Our key priorities for the core Budget 2020 package include:
- Health - investing in our health sector to ensure that it is able to respond to the pandemic while maintaining the sustainable delivery of existing services.
- Social Sector - with initiatives aimed at growing strong and resilient communities and supporting vulnerable and marginalised populations.
- Education and Skills - providing support to students across all levels of education, while also targeting investment in areas that will benefit students who need it the most, including students with disabilities and those with English as a second language.
- Primary Industries - investing in initiatives that will ensure our primary industries are supported and sustainable now and into the future to support the economy and the environment.
- Justice - supporting a safe and equitable justice sector and continuing our work to reduce crime over the medium and long term.
- Arts and Culture - preserving our nation's taonga, promoting creativity and celebrating New Zealand's diversity and history.
- Defence and Foreign Affairs - enhancing defence estate infrastructure and military capability to support delivery of the Government's defence, security and peacekeeping policy priorities.
- Transport - enhancing the resilience and reliability of our transport network and over time, contributing to efforts to reduce our carbon footprint.
Table 4 - Budget Allowances
|$ billions||Budget 2020||Budget 2021||Budget 2022||Budget 2023|
|Operating allowances at 2020 Budget Policy Statement (per year)||3.0||2.4||2.4||2.6|
|Operating allowances at Budget 2020 (per year)||3.3||2.4||2.4||2.6|
|Multi-year capital allowance at 2020 Budget Policy Statement||8.4|
|Remaining multi-year capital allowance after Budget 2020||4.8|
Source: The Treasury
We have kept operating allowances broadly unchanged compared to the 2020 Budget Policy Statement,with a slight increase in operating allowances in this Budget to $3.3 billion (Table 4).

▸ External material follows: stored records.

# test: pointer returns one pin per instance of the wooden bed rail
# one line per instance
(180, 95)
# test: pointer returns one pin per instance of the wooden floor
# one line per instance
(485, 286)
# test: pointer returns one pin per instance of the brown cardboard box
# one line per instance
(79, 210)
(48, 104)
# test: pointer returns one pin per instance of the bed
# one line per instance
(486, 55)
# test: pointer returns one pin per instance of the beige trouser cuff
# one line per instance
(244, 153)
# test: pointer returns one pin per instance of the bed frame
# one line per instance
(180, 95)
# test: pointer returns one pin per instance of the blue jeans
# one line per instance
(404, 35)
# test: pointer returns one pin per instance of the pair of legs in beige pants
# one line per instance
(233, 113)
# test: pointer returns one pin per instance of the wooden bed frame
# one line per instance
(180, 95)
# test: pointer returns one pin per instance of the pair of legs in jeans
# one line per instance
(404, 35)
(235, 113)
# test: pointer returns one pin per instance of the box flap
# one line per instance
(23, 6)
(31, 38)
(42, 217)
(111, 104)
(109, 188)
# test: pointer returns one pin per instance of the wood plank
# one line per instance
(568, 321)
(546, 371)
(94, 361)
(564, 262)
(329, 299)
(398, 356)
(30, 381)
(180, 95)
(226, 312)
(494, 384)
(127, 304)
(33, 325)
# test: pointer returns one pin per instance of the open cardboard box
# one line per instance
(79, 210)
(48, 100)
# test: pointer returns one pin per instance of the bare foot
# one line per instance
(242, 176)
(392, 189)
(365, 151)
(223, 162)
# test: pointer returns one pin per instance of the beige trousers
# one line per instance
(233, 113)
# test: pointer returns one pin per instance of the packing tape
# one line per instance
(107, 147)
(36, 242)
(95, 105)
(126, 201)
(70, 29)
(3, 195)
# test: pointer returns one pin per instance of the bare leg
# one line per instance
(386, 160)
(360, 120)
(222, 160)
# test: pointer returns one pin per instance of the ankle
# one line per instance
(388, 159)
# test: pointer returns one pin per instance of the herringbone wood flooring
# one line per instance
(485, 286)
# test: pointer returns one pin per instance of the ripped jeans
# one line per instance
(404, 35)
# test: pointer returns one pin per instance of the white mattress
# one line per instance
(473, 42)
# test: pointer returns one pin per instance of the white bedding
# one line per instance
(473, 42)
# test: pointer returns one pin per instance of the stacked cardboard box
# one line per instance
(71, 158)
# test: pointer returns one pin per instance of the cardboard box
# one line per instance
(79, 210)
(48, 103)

With the introduction of the CRRF, Budget 2020 spending has been reoriented to address cost pressures, rather than new initiatives. Our response to the COVID-19 pandemic remains ongoing and at a later stage we may need to adjust future allowances as the fiscal position becomes clearer.
The Government will continue to use the fiscal management approach of fixed nominal baselines combined with Budget allowances to control expenditure. Managing within allowances will require active management of cost pressures. As the economy starts to recover from COVID-19 and the fiscal position becomes clearer, future operating allowances may be adjusted.